The z2m lib to interface with Alexa node-red-contrib-alexa-remote2-applestrudel is going to be stucked due to the amazon decision to hide events.
I invested a lot (too much) to develop a holistic solution in NR in order to manage voice inputs based on that lib, so I need to look for other solutions.
What i need is a simple device able to listen for a voice input (triggered by a wake word) with a nodered flow able to catch it. It should be able to get inputs in italian. Nothing more nothing less.
Are there mature solutions able to perform such a task?
Are available stable NR libs to use google devices inputs?
Are there other contribs able to trap voice inputs events (I cannot immage such a cse, but who knows?)
No problem. Moral support is enough.
I wrote a python trivial general service (to be hosted by the raspi server) where it is assumed a producer (microphone) send a json data structure (I don’t know what hell the microphone output is …) to the service. the service call a manager (wake word analysis) and then send the result (if a wake word is found) with the speak-to.text content.
I need now to understand at least :
what (data type) the microphone produce and how (rest, socket ?) it sends the stuff to the service
how the service can call the wake processor passing the received data
who, how, when and where the voice stream is reduced to a text
Some collected news.
The Atom Echo is not feasible for wake word detection. Such a function requires much more power than an ESP32 cpu can provide. So You should be prepared to move this module to an external CPU with openwakeword or porcupine framework. Other stages is the speak to text . Again there are solution requiring quite a bit of.

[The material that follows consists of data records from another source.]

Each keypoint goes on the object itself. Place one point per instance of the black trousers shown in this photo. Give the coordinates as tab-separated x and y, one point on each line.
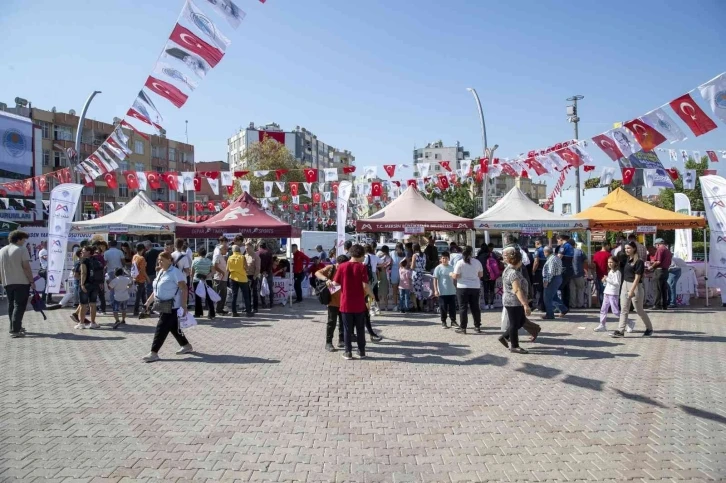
661	288
468	300
516	321
18	295
298	278
354	322
334	317
168	323
198	309
447	305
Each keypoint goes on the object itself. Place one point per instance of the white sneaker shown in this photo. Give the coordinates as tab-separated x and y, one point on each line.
151	357
185	349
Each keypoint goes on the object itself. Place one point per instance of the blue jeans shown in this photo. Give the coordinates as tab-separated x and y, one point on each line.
404	301
673	276
552	300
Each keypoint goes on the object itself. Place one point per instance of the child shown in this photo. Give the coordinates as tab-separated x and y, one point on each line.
611	293
445	290
404	286
120	286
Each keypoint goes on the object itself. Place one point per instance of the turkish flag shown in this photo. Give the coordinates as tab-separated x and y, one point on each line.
646	136
376	188
570	157
110	179
673	173
189	41
608	146
169	91
311	175
628	174
692	115
153	179
171	179
131	180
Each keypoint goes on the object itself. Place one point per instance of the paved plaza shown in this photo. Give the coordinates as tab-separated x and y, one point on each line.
261	400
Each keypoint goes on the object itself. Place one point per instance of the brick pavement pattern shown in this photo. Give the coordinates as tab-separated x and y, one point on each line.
261	400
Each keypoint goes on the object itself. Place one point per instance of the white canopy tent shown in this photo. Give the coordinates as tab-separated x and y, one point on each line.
515	212
139	216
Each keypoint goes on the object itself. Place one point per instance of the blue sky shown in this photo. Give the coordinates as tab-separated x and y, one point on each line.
378	77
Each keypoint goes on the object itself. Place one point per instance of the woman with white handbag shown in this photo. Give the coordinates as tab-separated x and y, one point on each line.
169	297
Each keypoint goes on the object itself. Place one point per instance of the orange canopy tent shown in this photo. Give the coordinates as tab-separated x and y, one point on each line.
622	211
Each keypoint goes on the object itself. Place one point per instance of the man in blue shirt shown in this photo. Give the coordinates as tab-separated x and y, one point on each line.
565	252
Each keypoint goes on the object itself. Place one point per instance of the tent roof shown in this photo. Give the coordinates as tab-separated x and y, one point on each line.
139	216
621	211
412	209
516	212
244	216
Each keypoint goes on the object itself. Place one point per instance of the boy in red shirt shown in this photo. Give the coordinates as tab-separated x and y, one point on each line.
352	276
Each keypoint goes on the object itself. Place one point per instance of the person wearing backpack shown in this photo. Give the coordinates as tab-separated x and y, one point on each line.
326	275
89	288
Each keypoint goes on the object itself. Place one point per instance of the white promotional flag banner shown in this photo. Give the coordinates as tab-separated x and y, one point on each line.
331	174
714	201
188	177
606	177
714	92
63	201
689	179
683	247
344	190
214	184
141	177
662	122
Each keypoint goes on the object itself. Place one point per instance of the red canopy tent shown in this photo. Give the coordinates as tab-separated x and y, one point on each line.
244	216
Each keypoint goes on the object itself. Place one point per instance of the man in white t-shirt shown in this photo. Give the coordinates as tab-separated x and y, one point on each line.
219	267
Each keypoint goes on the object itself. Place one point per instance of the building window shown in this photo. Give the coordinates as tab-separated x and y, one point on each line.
62	133
45	126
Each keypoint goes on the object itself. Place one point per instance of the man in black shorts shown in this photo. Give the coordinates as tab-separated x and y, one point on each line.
88	291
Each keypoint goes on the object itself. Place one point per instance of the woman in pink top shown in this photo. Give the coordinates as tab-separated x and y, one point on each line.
404	286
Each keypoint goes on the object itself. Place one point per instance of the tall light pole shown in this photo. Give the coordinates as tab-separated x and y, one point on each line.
573	118
79	131
487	154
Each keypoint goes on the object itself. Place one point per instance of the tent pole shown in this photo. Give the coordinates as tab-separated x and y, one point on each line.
705	258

I think this project is much over the effort I can/want to dedicate to.
FYI there is a new update to applestrudel that seems to have fixed the issue for now. But I agree, I feel like we are on borrowed time at this point. I am currently playing around with a ESP32-S3-BOX and willow, but nothing to report right now.
It has a docker image that I got working on Unraid without any fuss, so presumably yes, it could be integrated into the “User Integrations” of CC. Only issue is that Willow is still pretty new, so afaik, there is no way to integrate stuff like the GPIO or sensor boards included with the boxes.
We are currently considering the best way to go about user control of these GPIOs. Ideally we could use esphome or some other established/standard way to configure them but we haven’t completely thought this through yet. - Hardware - Willow
The ESP BOX provides 16 GPIOs to the user that are readily accessed from sockets on the rear of the device. We plan to make these configurable by the user to enable all kinds of interesting maker/DIY functions. - What Willow Is (And Isn’t) - Willow
Did you test the voice recognition? The only supported lsanguage are currently chinese and english. To replace echos in my family It should recognize italian too.
May I get the recognized command outside the box ? How ?
Sorry for so many questions…
That is probably a dealbreaker then, at least for now.
By default this is its intended purpose, its default programming is simply a speech to text engine.
You can send that text to a variety of sources like Home Assistant, OpenHAB, or just raw to some listener using their REST API:
I haven’t played too much around with it, but it seems to be very quick and decently accurate. It might struggle with heavy accents though. It is going to be a while until you get something that is as adaptable as Alexa or GH.
Ok At this point Home Assistants progress in the Year of voice is progressing pretty well, and seems to have some real potential, even better it only costs about $13 to build the voice assistant hardware,
I am still catching up on the details, but it seems like they have made a ton of progress, including the ability to create and train your own CUSTOM wake words!!!
I have NOT made one or tested it out yet myself, its on my todo list (meaning it’ll likely be months before i even order one), so whoever beats me to testing it out please report back!
Ive been watching this. The process still seems complex for the average joe. Not anything i dont think i could muddle through, but seems like several moving parts have to come into alignment for it to work. Im looking forward to it becoming slightly more user friendly.